One way to fix it would be to use the p-column specifier, which allows for fixed width columns.

\begin{tabular*}{0.75\textwidth}{| c *3{| p{0.175\textwidth}} | }
    \hline
    label 1 & \centering label 2 & \centering label 3 & \raggedleft label 4 \tabularnewline
    \hline
    item 1  & item 2  & item 3  & item 4  \tabularnewline
    \hline
\end{tabular*}

hacky solution

But there are two problems with this:

  1. You need to get the width of the column right by trial and error process (as task best left to the computer).
  2. Since the p-columns are by default left aligned. So you need to specify the alignment of each cell separately (as I have done in the example above). This mixes up table contents with lot of formatting commands, something I prefer to keep separate.

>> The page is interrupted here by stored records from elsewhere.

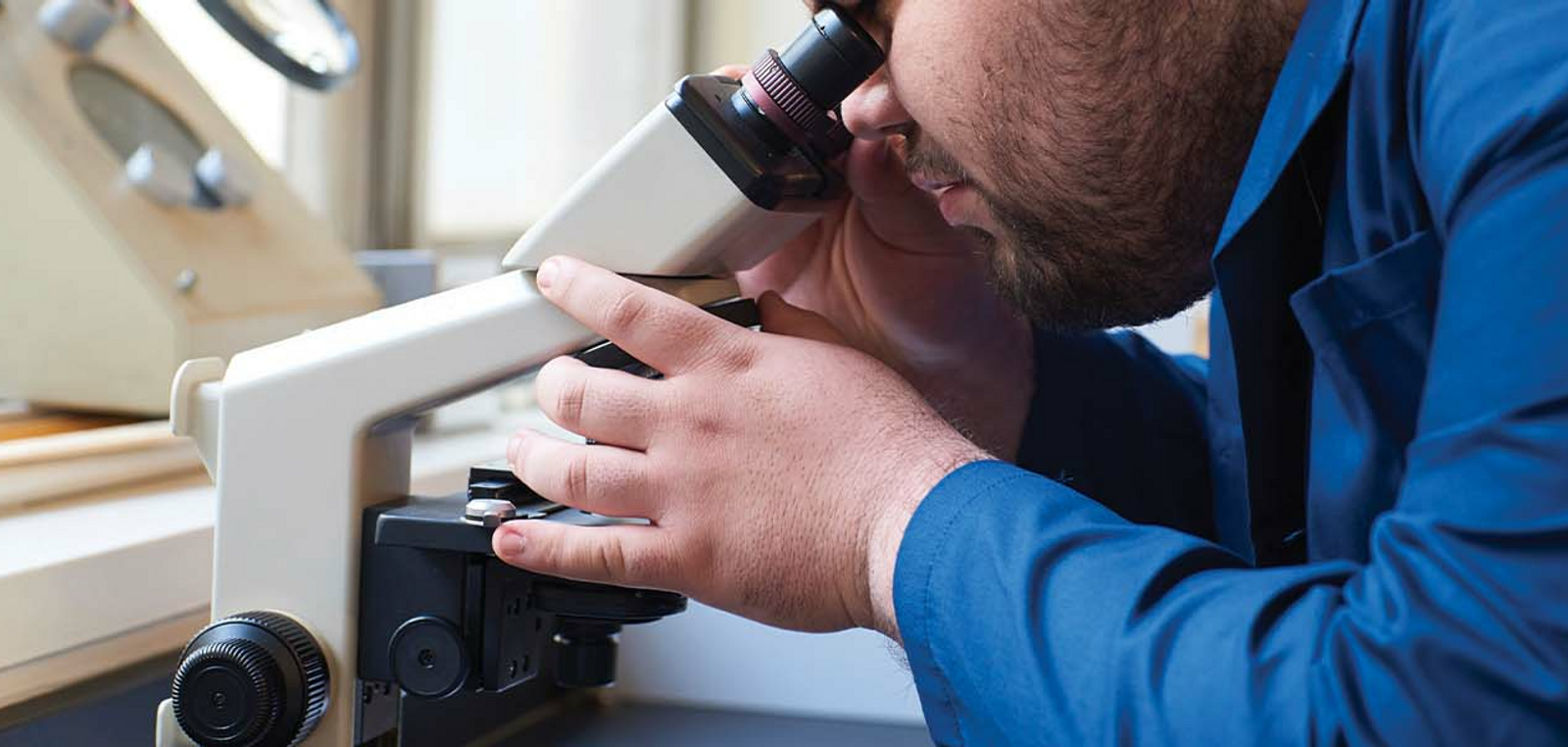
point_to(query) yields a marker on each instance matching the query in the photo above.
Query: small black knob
(428, 658)
(251, 679)
(585, 653)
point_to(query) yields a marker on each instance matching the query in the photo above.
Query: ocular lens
(831, 57)
(797, 91)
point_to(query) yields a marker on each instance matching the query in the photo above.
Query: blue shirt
(1352, 523)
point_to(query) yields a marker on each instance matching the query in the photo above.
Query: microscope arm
(305, 433)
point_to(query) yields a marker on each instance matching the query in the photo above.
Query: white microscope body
(303, 435)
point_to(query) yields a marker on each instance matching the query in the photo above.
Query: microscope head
(723, 172)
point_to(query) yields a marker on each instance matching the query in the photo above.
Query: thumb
(781, 318)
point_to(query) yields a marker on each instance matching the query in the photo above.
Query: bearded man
(1348, 526)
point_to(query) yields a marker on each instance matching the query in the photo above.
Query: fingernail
(510, 545)
(546, 276)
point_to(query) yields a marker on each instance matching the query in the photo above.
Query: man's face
(1092, 145)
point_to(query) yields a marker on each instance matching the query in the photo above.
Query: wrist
(888, 524)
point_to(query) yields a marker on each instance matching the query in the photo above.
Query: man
(1350, 526)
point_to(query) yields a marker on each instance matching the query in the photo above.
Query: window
(522, 96)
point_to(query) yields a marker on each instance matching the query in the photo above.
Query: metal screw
(491, 512)
(185, 281)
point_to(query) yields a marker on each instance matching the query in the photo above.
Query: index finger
(656, 328)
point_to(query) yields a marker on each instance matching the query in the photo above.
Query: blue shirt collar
(1311, 75)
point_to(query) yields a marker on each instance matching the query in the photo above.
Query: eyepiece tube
(831, 57)
(799, 90)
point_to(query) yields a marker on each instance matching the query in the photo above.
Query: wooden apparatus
(115, 266)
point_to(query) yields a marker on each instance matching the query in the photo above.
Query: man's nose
(874, 112)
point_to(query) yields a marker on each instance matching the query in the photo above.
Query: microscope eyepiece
(831, 57)
(799, 90)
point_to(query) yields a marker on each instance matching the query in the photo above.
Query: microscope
(347, 611)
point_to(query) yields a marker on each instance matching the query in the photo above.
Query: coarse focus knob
(251, 679)
(78, 24)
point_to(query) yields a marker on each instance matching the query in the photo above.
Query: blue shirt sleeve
(1107, 401)
(1034, 614)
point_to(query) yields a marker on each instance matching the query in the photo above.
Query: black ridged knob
(251, 679)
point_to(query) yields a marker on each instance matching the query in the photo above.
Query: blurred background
(459, 127)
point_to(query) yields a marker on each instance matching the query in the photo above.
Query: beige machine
(138, 227)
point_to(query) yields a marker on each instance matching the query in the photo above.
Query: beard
(1107, 187)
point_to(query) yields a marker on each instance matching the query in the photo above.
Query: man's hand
(778, 470)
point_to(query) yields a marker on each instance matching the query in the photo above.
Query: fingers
(656, 328)
(635, 556)
(783, 318)
(593, 477)
(611, 407)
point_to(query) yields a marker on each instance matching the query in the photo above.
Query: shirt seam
(930, 572)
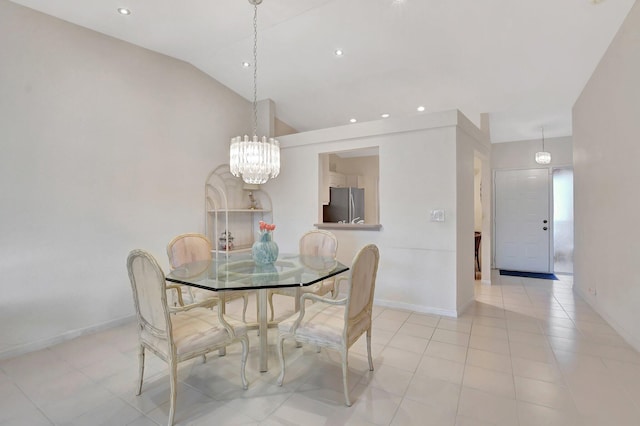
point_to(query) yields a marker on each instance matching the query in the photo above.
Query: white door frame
(550, 213)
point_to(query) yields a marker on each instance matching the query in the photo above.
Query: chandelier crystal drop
(255, 160)
(543, 157)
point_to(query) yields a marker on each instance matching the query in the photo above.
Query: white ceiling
(523, 62)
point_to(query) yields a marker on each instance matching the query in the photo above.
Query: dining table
(228, 272)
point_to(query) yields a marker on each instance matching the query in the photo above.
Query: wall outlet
(437, 215)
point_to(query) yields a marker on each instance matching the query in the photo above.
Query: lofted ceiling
(523, 63)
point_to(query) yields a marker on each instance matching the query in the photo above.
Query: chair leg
(243, 363)
(245, 297)
(281, 356)
(345, 373)
(271, 305)
(369, 349)
(140, 367)
(173, 379)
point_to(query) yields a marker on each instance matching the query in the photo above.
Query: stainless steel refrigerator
(346, 205)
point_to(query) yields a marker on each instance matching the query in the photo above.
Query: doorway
(563, 221)
(523, 235)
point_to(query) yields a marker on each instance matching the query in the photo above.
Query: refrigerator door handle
(352, 206)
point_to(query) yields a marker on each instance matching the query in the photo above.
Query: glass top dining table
(237, 271)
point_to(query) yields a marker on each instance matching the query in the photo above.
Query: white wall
(606, 130)
(105, 148)
(418, 173)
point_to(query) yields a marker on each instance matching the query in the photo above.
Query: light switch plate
(437, 215)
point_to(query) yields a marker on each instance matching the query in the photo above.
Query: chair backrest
(363, 282)
(319, 243)
(149, 293)
(187, 248)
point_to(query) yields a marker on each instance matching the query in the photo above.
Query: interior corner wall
(417, 174)
(105, 148)
(470, 142)
(606, 130)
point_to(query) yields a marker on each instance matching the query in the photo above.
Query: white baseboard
(417, 308)
(634, 342)
(70, 335)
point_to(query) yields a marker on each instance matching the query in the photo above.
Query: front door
(523, 220)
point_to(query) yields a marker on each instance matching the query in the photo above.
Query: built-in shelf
(227, 201)
(240, 210)
(349, 226)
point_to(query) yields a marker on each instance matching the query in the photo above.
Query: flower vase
(265, 250)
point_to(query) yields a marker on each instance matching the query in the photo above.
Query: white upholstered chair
(313, 243)
(177, 334)
(336, 323)
(192, 247)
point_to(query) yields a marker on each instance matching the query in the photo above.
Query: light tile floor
(528, 352)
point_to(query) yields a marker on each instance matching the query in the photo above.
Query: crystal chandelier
(543, 157)
(257, 159)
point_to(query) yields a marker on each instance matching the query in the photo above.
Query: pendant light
(543, 157)
(255, 160)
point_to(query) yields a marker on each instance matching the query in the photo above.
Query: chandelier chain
(255, 69)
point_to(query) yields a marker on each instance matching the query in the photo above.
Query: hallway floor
(528, 352)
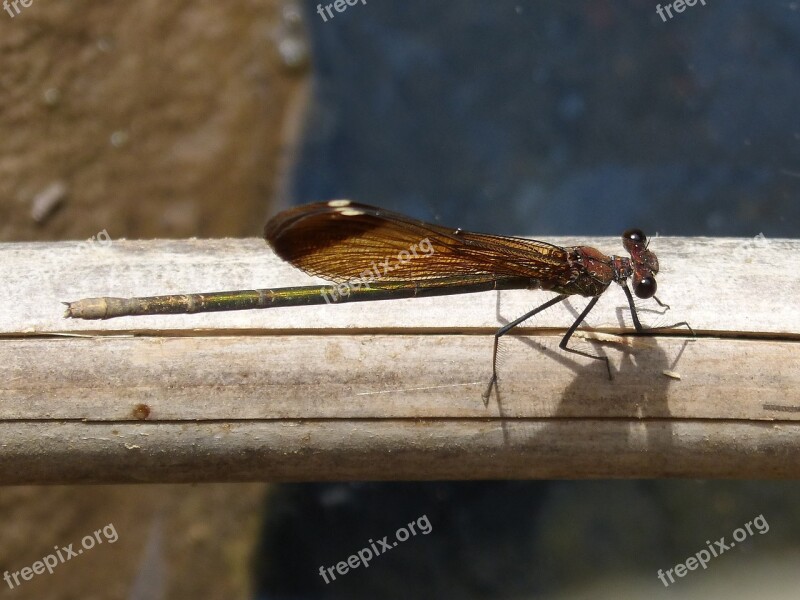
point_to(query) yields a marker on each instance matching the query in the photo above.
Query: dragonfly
(374, 254)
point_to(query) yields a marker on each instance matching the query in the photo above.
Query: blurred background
(579, 117)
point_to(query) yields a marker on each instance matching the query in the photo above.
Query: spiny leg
(634, 315)
(506, 328)
(571, 330)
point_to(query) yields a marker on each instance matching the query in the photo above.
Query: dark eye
(635, 235)
(645, 287)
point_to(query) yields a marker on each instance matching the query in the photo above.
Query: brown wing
(341, 240)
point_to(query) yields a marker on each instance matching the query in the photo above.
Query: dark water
(571, 118)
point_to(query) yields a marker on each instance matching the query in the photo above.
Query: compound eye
(636, 236)
(645, 287)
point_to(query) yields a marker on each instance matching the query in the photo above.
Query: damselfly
(374, 254)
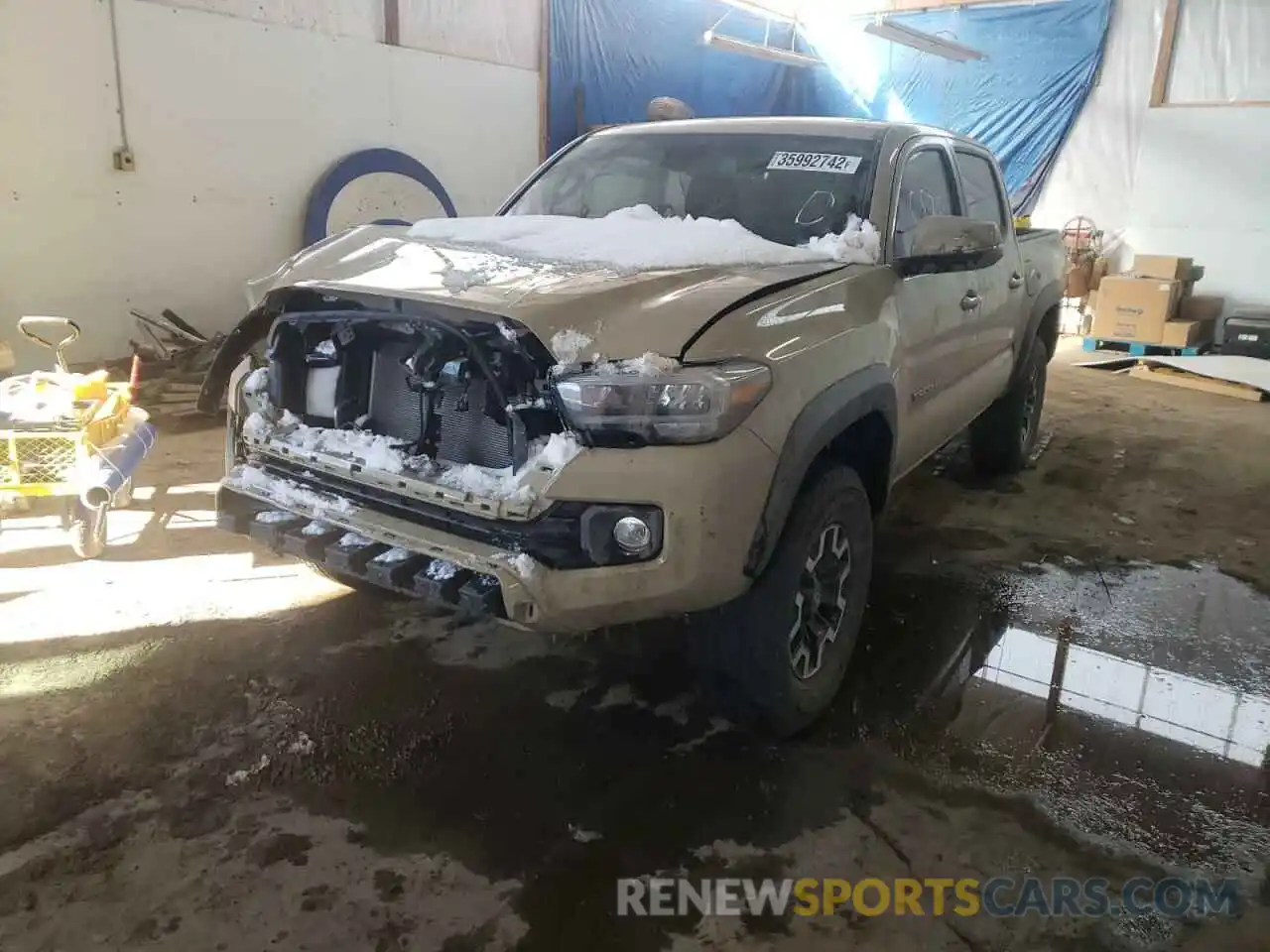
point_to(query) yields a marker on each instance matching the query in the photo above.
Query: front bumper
(710, 498)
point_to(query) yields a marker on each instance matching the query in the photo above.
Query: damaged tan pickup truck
(679, 373)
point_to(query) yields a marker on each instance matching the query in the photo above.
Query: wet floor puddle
(1128, 707)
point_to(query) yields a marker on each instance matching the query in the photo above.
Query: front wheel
(776, 656)
(1002, 438)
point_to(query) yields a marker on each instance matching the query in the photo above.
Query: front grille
(45, 458)
(467, 435)
(397, 411)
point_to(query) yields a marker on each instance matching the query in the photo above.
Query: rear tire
(1003, 435)
(776, 656)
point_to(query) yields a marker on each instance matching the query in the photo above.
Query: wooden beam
(393, 22)
(544, 76)
(1165, 55)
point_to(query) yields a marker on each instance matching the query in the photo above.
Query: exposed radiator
(467, 435)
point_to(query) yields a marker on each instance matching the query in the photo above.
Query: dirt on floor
(1065, 674)
(1132, 470)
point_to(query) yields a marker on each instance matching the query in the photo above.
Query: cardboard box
(1100, 272)
(1201, 307)
(1135, 308)
(1080, 280)
(1188, 333)
(1162, 267)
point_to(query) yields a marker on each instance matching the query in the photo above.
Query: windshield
(783, 188)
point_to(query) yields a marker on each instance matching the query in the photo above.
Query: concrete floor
(203, 747)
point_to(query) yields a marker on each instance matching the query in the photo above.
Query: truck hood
(622, 313)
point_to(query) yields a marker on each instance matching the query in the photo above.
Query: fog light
(631, 534)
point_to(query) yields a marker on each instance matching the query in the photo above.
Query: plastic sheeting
(1095, 172)
(1219, 54)
(617, 55)
(1021, 102)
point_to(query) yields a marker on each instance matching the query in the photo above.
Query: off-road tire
(746, 649)
(1002, 438)
(86, 530)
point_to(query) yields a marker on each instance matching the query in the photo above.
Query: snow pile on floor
(549, 453)
(285, 492)
(441, 570)
(639, 239)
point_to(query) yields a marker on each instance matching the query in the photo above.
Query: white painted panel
(362, 19)
(1095, 171)
(1219, 54)
(1202, 191)
(497, 31)
(232, 122)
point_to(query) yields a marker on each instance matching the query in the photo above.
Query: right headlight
(693, 404)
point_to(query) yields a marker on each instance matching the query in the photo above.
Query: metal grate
(46, 458)
(466, 435)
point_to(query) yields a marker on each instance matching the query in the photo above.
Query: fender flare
(825, 417)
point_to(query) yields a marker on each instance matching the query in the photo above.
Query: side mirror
(948, 243)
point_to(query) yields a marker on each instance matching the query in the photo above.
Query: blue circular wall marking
(356, 166)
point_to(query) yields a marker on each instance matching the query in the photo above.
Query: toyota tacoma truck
(679, 373)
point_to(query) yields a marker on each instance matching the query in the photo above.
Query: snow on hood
(639, 239)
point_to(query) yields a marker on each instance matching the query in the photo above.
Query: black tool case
(1247, 334)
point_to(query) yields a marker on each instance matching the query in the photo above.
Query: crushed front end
(414, 451)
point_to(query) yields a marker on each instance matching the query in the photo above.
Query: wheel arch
(1043, 322)
(851, 421)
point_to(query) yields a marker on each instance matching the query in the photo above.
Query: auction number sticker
(816, 162)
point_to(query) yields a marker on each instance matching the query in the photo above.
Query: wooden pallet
(1135, 348)
(1193, 381)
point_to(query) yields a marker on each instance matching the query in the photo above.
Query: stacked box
(1153, 303)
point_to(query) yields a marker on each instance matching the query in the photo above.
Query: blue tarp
(1021, 102)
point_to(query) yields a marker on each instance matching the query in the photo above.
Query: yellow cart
(72, 435)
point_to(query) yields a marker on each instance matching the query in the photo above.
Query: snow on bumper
(707, 532)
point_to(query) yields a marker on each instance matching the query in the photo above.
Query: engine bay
(467, 393)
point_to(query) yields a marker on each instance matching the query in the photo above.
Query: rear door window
(983, 198)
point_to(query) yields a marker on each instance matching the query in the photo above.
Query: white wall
(1180, 179)
(231, 121)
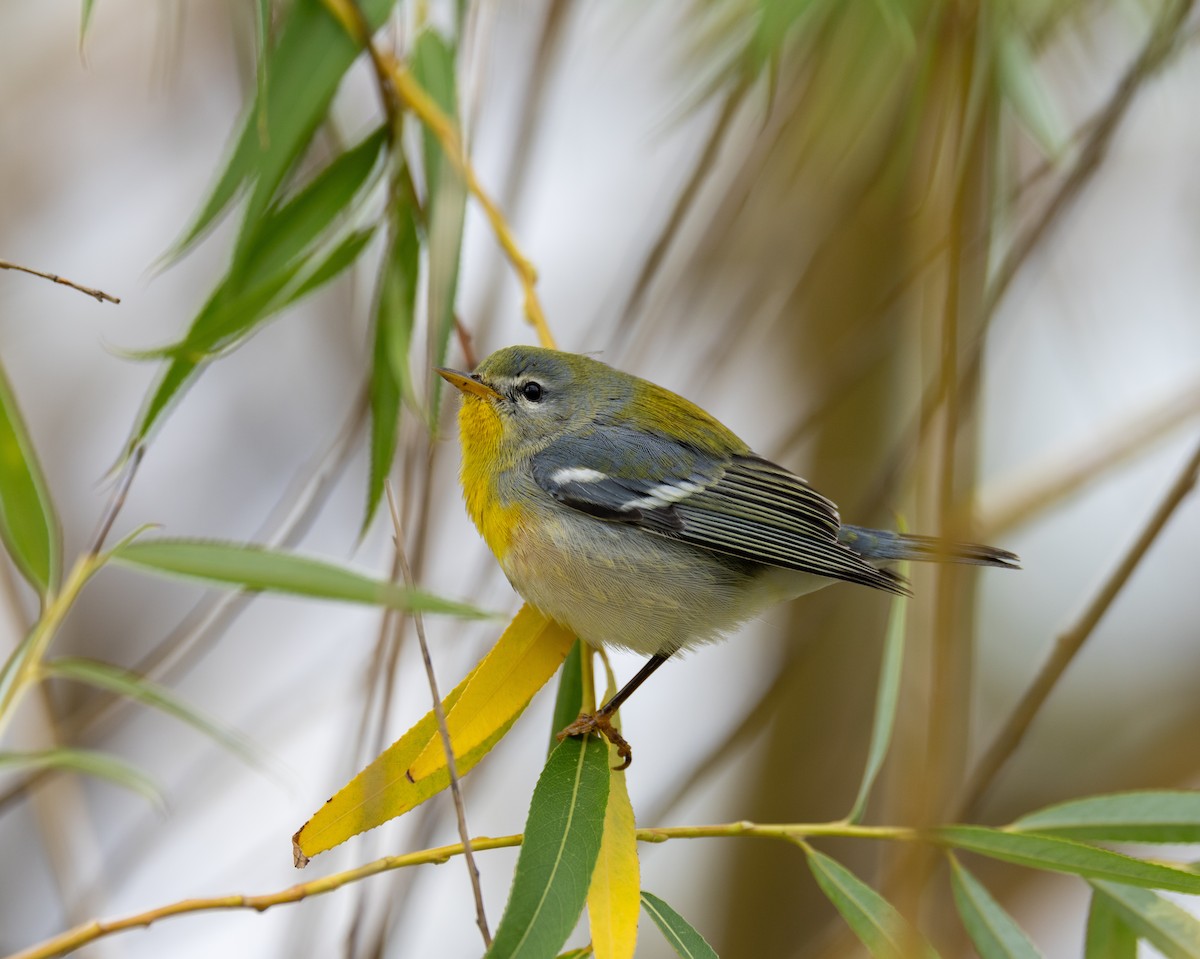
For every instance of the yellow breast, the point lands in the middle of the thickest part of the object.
(483, 460)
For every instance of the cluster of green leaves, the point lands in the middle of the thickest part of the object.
(294, 237)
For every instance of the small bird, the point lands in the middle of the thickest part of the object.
(634, 519)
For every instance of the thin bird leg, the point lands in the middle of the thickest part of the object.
(601, 720)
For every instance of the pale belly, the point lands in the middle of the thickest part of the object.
(617, 586)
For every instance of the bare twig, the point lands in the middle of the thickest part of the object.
(413, 96)
(117, 502)
(787, 832)
(96, 294)
(1069, 643)
(443, 730)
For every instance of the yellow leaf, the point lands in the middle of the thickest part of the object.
(529, 652)
(384, 790)
(615, 893)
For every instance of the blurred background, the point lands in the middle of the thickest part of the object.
(939, 258)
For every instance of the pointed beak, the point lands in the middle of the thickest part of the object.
(466, 383)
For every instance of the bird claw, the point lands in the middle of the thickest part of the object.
(600, 723)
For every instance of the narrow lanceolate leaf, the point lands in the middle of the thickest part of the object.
(871, 917)
(1151, 816)
(886, 699)
(383, 790)
(994, 933)
(521, 663)
(569, 700)
(395, 313)
(562, 840)
(433, 69)
(615, 893)
(1171, 930)
(249, 567)
(89, 762)
(1108, 936)
(28, 525)
(1066, 856)
(679, 933)
(131, 685)
(279, 258)
(301, 75)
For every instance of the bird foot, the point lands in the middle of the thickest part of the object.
(600, 723)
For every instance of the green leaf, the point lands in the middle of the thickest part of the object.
(886, 697)
(994, 933)
(569, 700)
(337, 259)
(89, 762)
(679, 933)
(562, 841)
(85, 19)
(871, 917)
(433, 69)
(303, 73)
(1066, 856)
(138, 688)
(1171, 930)
(395, 315)
(250, 567)
(1108, 936)
(28, 525)
(1150, 816)
(1020, 82)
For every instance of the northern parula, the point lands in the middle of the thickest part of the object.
(635, 519)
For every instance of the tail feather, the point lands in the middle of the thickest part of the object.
(882, 544)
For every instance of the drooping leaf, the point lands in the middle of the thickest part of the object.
(1174, 931)
(871, 917)
(89, 762)
(1147, 816)
(138, 688)
(251, 567)
(1108, 936)
(277, 261)
(886, 699)
(29, 526)
(562, 840)
(520, 664)
(1066, 856)
(615, 893)
(395, 315)
(679, 933)
(994, 933)
(385, 789)
(303, 72)
(569, 699)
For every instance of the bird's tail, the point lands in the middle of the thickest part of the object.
(882, 544)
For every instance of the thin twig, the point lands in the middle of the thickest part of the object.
(96, 294)
(117, 502)
(413, 95)
(443, 730)
(90, 931)
(1069, 643)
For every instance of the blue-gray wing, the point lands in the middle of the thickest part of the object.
(742, 505)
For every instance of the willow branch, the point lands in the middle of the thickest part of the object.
(414, 97)
(1069, 643)
(90, 931)
(96, 294)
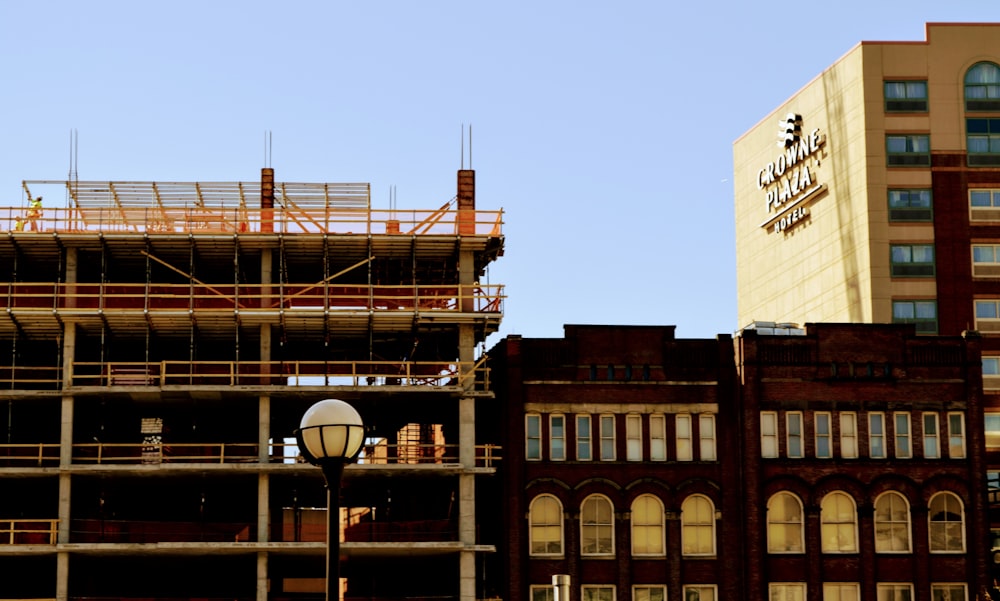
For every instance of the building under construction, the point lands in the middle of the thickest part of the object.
(160, 342)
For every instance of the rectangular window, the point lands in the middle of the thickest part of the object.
(657, 438)
(557, 437)
(793, 434)
(840, 591)
(699, 592)
(583, 450)
(824, 446)
(607, 438)
(542, 592)
(911, 260)
(706, 437)
(910, 205)
(768, 434)
(993, 431)
(921, 313)
(908, 150)
(633, 437)
(786, 591)
(932, 439)
(906, 96)
(987, 315)
(991, 373)
(591, 592)
(533, 437)
(956, 436)
(849, 435)
(948, 592)
(984, 204)
(894, 592)
(876, 435)
(985, 260)
(649, 592)
(982, 138)
(682, 423)
(901, 423)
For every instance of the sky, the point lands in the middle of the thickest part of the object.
(603, 130)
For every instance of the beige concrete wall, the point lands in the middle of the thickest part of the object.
(834, 265)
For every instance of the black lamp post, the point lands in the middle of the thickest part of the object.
(330, 435)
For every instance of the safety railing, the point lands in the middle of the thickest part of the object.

A easier way to get the right table would to use the tabularx or array package as suggested in the wikibooks article

Here we can use the X-column definition to automagically adjust the column widths. Again since X-columns are set as p-columns, they are left aligned. We need to specify the correct alignment. Here we can use the '\newcolumntype' command to define our custom column definitions.

\documentclass{article}
\usepackage{tabularx}    
\begin{document}
\newcolumntype{C}{>{\centering\arraybackslash}X}
\newcolumntype{R}{>{\raggedleft\arraybackslash}X}
\begin{tabularx}{0.75\textwidth}{ | c | C | C | R | }    
    \hline
    label 1 & label 2 & label 3 & label 4 \\
    \hline
    item 1  & item 2  & item 3  & item 4  \\
    \hline
\end{tabularx}
\end{document}

tabularx approach

You can also do some neat tricks with the X-columns like specify relative widths of two column. I would suggest having a look at the manual for more details.